Yolcu da “Kadın dövülmez ulan, sevilir” dediğinde, bunu duyan kadın, “Hanı ya akıl, nerde o akıl” demiş.
Biraz abartılı olacak ama Aydınlanmayı yaşamayan toplumlar, akılcılıktan epeyi yoksundurlar. Hele bir de bizim gibi toplumların dünyasında gelenek ve sözel ilişkiler etkinse, fıkrada olduğu gibi “Hanı ya akıl, nerde akıl” durumuna düşeriz.
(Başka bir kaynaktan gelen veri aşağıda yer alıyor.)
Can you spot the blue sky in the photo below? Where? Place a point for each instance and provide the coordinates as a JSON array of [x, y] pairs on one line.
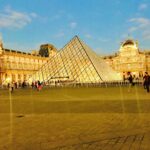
[[102, 24]]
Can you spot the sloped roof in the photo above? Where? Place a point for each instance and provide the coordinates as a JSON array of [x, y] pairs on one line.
[[76, 62]]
Demek ki kapitalizm ve Batı, yalnızca paradan ibaret değil! Onun tarihi arka planında devasa bir bilgi birikimi, felsefe, hukuk var. Ve batının çıkarlar dünyasında elastiki, sinsi, uzun vadeli diplomatik siyasetin müthiş bir birikimi de var. Batı 300 yıllık kanlı bir tarihten bugünlere geldi. Tabi bizim bu değerlere ulaşmamız için aynı kanlı tarihi süreci yaşamamız gerekmiyor! Amerika’yı yeniden keşfe gerek yok. O zaman niye bir Batı demokrasisi seviyesine ulaşamıyoruz diye sorulabilir. Devlet/yönetenler bir Çin seddi gibi toplumu kuşatmışlar! Kuşatılanların kimi kesimleri ise, gerek kamu kaynaklarından yararlanma ve gerekse ideolojik gerekçelerle seddin tamirine tuğla taşımaktalar.
Son günlerde bunun bir örneğini belirgin şekilde yaşıyoruz.
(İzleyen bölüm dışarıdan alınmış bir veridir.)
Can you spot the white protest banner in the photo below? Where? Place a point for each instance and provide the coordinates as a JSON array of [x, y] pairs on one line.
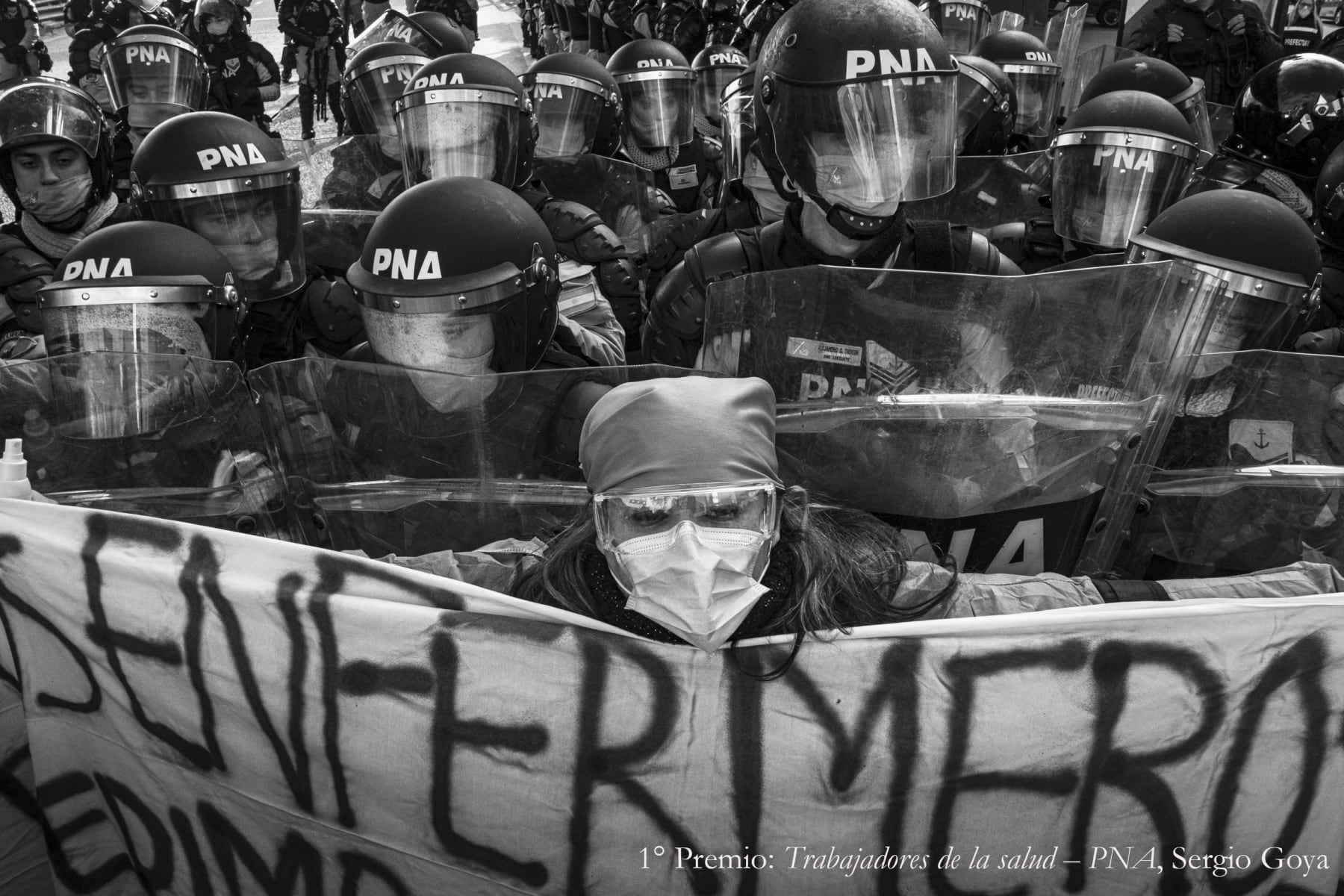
[[210, 714]]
Rus uçağının düşürülmesinden sonra röportajlara, yazılanlara baktığımda bunların büyük bölümünün bir sefillikten, duygu patlamalarından, mahalle ağzından ibaret olduğunu görüyorum. Eskiden siyasal İslamcılığın milliyetçiliğe eklemlendiği bir çatışmacı/saldırgan dil varken, şimdilerde milliyetçiliğin eklemlendiği bir siyasal İslamcı dil hâkim halde!
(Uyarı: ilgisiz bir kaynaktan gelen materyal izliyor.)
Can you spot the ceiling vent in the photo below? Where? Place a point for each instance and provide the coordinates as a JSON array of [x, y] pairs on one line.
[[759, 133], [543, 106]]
Akılcılıktan yoksun bu açıklamaların sokaktan gelmesi bir ölçüde anlaşılır bir durum. Ancak asıl tehlike, rasyonaliteden yoksun tavırların ülkeyi yönetenlerden ve onların destekçisi medya kesiminden gelmesidir. Fakat muhalefetin geniş bir kesiminin de akılcılıkla problemi var.
Hanı ya akıl dedik ya…
Toplumun büyük bir kesimi, Rusya’da kim oluyormuş efelenmeleri içerisinde bulunuyor. Bir kısım da, bizim etimiz ne budumuz ne ki, Rusya’ya çatıyoruz. Bizim dünyanın ikinci büyük devi olan Rusya’ya karşı koyacak dermanımız mı var diyor. Erdoğan ve AKP iktidarına muhalif olan kesimin bir kısmı da, biz AKP’nin defterini düremedik, bu uçak krizi vesilesiyle şu Erdoğan’ın defteri bir dürülse de, biz bu dertten kurtulsak hayalinde.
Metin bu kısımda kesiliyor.